No, because you could have 10* of dynamic loft and a 10* angle of attack but you'd have more compression if you have less angle of attack which is why someone said spin loft.
 
No, because you could have 10* of dynamic loft and a 10* angle of attack but you'd have more compression if you have less angle of attack which is why someone said spin loft.

I am still confused Jim. In the video Brian talks about compression - how well he uses his clubhead speed and turns it into ball speed i.e. smash factor, then at 3:04 he says to do that "You have to get the dynamic loft and the attack angle as close together as possible"
 
I am still confused Jim. In the video Brian talks about compression - how well he uses his clubhead speed and turns it into ball speed i.e. smash factor, then at 3:04 he says to do that "You have to get the dynamic loft and the attack angle as close together as possible"

It's the reduction in spin loft. If you go from a 30 dynamic loft with -3 AA to a 25 dynamic loft with same AA, you are increasing the compression (and smash). Getting them "close together as possible" in this case is not the same as getting them the same. The spin loft needs to be appropriate/useful for the club being hit.
 
drewyallop- think of the case of maximum compression, e.g. a punch with my fist to the wall...the spin loft is zero because the front end of my fist (the clubface) is parallel to the wall and perpendicular to the direction of travel (sweetspot path) which is horizontal. If I increase angle of attack by hitting down on the wall, while keeping my fist angle the same so my fingers still contact the wall in the same way as the first example, there would be a non-zero amount of spin loft, so it would not be maximally compressed.
 
drewyallop- think of the case of maximum compression, e.g. a punch with my fist to the wall...the spin loft is zero because the front end of my fist (the clubface) is parallel to the wall and perpendicular to the direction of travel (sweetspot path) which is horizontal. If I increase angle of attack by hitting down on the wall, while keeping my fist angle the same so my fingers still contact the wall in the same way as the first example, there would be a non-zero amount of spin loft, so it would not be maximally compressed.

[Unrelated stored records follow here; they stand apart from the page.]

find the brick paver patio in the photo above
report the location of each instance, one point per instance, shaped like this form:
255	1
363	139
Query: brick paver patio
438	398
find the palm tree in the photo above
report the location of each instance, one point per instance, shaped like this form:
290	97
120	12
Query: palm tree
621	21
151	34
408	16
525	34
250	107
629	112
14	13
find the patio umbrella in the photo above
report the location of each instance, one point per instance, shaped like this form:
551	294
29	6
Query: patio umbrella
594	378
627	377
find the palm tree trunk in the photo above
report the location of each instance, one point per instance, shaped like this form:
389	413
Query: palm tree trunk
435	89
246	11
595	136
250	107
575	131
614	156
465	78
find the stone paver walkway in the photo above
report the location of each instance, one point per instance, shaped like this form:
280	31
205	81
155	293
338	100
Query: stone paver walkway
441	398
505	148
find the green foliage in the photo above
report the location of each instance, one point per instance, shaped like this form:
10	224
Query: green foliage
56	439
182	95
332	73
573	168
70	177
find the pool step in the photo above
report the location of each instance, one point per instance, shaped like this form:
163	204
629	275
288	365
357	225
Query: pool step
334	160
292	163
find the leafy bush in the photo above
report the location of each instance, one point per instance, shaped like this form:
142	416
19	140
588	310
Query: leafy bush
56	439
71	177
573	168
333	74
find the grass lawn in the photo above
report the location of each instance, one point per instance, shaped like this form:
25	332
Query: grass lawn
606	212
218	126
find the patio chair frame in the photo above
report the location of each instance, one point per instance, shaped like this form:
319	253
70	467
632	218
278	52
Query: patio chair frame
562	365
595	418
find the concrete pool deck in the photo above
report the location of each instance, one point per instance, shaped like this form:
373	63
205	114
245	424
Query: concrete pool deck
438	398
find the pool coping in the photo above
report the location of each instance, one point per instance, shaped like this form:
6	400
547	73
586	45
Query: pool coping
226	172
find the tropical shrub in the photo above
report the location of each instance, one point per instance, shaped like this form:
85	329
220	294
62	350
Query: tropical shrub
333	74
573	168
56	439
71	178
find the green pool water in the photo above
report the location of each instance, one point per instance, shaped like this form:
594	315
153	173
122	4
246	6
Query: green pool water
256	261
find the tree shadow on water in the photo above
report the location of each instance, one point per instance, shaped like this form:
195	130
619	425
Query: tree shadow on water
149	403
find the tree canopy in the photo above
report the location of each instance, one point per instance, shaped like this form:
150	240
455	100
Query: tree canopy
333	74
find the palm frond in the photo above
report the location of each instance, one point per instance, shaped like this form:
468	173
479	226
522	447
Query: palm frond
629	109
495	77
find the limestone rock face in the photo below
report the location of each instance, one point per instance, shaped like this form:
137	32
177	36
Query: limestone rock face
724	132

I posted much earlier on watching a Canadian Tour player hit irons from down the line. Even given the gross inaccuracies of drawing conclusions from untutored observation I was amazed at how the club head seemed almost horizontal with the ground so far behind the ball. And the impact seemingly right square into the back of the ball. And the ball not seeming to go that fast but it just kept going. The whole swing seemed effortless given the distance achieved.

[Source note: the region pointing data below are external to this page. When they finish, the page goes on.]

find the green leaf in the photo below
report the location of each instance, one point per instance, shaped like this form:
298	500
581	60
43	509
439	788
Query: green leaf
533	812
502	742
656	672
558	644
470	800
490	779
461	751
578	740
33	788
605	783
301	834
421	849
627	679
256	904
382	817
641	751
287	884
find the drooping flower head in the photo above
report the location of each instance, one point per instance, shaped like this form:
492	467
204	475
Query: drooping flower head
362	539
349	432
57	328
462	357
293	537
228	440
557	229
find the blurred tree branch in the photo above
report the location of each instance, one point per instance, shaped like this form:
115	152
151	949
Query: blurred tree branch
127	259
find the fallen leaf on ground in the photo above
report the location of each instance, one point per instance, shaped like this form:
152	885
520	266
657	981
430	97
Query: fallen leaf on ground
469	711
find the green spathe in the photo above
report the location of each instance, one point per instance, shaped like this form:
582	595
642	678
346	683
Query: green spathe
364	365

Just once I want to make this swing.
 
I posted much earlier on watching a Canadian Tour player hit irons from down the line. Even given the gross inaccuracies of drawing conclusions from untutored observation I was amazed at how the club head seemed almost horizontal with the ground so far behind the ball. And the impact seemingly right square into the back of the ball. And the ball not seeming to go that fast but it just kept going. The whole swing seemed effortless given the distance achieved.

Just once I want to make this swing.

I'm with you on that. I think I have actually done this a couple times, but only a couple.
 
I'm with you on that. I think I have actually done this a couple times, but only a couple.

Sadly, for me spktho it is random.

This thread got me to thinking about the older golfer. Me, I am 66, good strength, bad back, slow swing speed. I golf with an eighty year old with a loopy slow swing but manages to drive it 210. The only explanation is optimum impact conditions. My thought is that the most important thing to teach the old is impact. Once the student realizes how much distance is available without all the sturm und drang of big pivots, x factor, hip speed, in short without trying to be a tour 25 year old, then maybe the game becomes easier and more satisfying.

Of course, launch monitors and 3D motion tools and great teachers are essential for this kind of teaching.